Unlike most of the folks on here who live and breathe theater, I'm sort of a newcomer to this. For the best 8 years, I've worked in new media advertising and recently decided that I wanted a change of pace. I've always been passionate about theater, but only recently did I make the realization that a lot of my skillset would translate nicely into the still-burgeoning world of projection design. So while I'm definitely still a n00b in the theatrical sense, I do have a lot of experience with motion graphics/special effects/3D/computer programming. Ultimately, I hope that translates into new opportunities.

Please check out my work! Bird In The City


----------



## ruinexplorer (Feb 11, 2013)

Welcome to the booth! It looks like you have won half the battle. Now you need to master the display of your works.


----------



## BirdInTheCity (Feb 11, 2013)

ruinexplorer said:


> Welcome to the booth! It looks like you have won half the battle. Now you need to master the display of your works.




Thanks! Any advice as I get started?


----------



## Footer (Feb 12, 2013)

BirdInTheCity said:


> Thanks! Any advice as I get started?



Don't quit your day job. In the mean time, take a look at the dance world and the off broadway world. There are plenty of people there that would love a projection designer that works fast and cheap. That is basically what you will have to do until you get a portfolio built up. The term "projection designer" is so new that there are very few people actually making a career of it. The ones who are working work a lot, the ones who are not... well... are not. Your going to have to find your own way, there is no easy way into this.


----------



## BirdInTheCity (Feb 12, 2013)

Footer said:


> Don't quit your day job. In the mean time, take a look at the dance world and the off broadway world. There are plenty of people there that would love a projection designer that works fast and cheap. That is basically what you will have to do until you get a portfolio built up. The term "projection designer" is so new that there are very few people actually making a career of it. The ones who are working work a lot, the ones who are not... well... are not. Your going to have to find your own way, there is no easy way into this.

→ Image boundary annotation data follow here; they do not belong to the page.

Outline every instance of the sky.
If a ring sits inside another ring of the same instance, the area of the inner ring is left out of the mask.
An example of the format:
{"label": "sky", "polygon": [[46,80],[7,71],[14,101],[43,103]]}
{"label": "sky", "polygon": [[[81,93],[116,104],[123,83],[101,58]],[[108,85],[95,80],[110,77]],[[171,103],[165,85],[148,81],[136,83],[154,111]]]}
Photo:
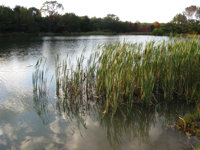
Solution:
{"label": "sky", "polygon": [[[40,9],[46,0],[2,0],[0,5],[14,8],[15,5]],[[160,23],[170,22],[191,5],[200,6],[200,0],[57,0],[64,6],[64,13],[75,13],[89,18],[103,18],[115,14],[121,21]]]}

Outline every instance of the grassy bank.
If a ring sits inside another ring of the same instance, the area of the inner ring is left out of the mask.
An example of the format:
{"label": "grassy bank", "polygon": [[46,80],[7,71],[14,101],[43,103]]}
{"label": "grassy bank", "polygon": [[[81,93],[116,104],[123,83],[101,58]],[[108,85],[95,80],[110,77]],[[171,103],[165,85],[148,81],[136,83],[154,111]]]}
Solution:
{"label": "grassy bank", "polygon": [[90,55],[87,66],[84,53],[76,65],[70,65],[69,57],[60,60],[57,55],[56,93],[65,105],[98,98],[104,103],[104,114],[113,115],[121,106],[129,113],[134,103],[149,107],[163,100],[160,97],[198,102],[199,50],[198,38],[177,37],[145,44],[105,44]]}

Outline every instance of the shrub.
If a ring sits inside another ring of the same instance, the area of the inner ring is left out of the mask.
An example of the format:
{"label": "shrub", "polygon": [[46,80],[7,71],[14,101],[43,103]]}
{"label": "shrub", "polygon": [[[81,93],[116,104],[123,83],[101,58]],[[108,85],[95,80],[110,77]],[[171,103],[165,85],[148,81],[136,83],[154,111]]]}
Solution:
{"label": "shrub", "polygon": [[152,32],[153,35],[164,35],[164,33],[165,32],[162,29],[157,29],[157,28],[154,29]]}

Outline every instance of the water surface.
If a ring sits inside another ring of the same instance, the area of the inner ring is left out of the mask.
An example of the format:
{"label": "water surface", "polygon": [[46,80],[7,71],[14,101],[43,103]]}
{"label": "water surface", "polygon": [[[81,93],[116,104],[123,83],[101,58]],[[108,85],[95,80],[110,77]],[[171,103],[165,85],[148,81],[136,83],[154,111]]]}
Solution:
{"label": "water surface", "polygon": [[[73,62],[86,50],[104,43],[146,42],[154,36],[76,36],[0,38],[0,149],[190,149],[198,144],[173,128],[179,115],[191,108],[184,104],[159,104],[151,109],[134,106],[131,115],[117,113],[101,118],[103,110],[94,99],[82,107],[63,107],[55,80],[49,91],[33,93],[32,73],[40,57],[47,58],[48,81],[55,72],[57,53]],[[172,127],[172,128],[171,128]]]}

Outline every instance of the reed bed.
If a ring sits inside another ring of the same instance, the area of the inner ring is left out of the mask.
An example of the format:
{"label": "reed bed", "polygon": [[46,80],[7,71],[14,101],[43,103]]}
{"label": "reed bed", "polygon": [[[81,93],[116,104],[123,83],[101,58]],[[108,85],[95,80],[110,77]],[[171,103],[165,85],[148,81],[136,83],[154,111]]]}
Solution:
{"label": "reed bed", "polygon": [[[104,114],[113,115],[126,106],[129,113],[134,103],[150,106],[181,97],[187,103],[200,99],[199,39],[175,37],[144,43],[116,42],[99,47],[87,66],[84,53],[76,66],[70,59],[56,59],[57,95],[66,104],[101,99]],[[162,99],[163,100],[163,99]]]}

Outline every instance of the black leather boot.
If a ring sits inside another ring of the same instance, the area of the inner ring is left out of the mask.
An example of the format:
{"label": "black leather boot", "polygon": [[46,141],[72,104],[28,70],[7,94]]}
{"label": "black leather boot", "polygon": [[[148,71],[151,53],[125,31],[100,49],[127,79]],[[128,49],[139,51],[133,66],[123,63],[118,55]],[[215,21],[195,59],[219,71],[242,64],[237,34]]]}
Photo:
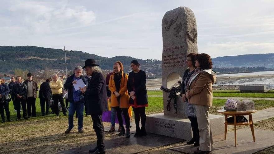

Thanks for the advice! Does it make more sense to try doing smaller projects or is preferable to apprentice/assist someone who is more established in the industry? I suppose I'll end up doing both, but I'm trying to find the place to focus my energies right now.


----------



## Eehjeen (Mar 7, 2013)

Hi Brian! I must say Production designing was one of my dream jobs, the primary reason why I went to Film School actually. I've mostly assisted the PD in film and commercials after I graduated then eventually I got into a Production Design Station for events. But my health deteriorated (36 hours straight work, exposed to dirt and blah blah) so I was forced to quit. But I still love that field. My advice is...networking and connections. If you work on smaller projects, make sure you do it well enough for you to be remembered, and have someone refer you to other people. That way you can build up the connection and your name eventually. Good luck!


----------



## ruinexplorer (Mar 30, 2013)

BirdInTheCity said:


> Thanks! Any advice as I get started?



Sorry it has taken me so long to answer your question. I was working on a big show and ended up injuring my back while on it. I am slowly catching up on the forums and New Members forum is generally the last one I check.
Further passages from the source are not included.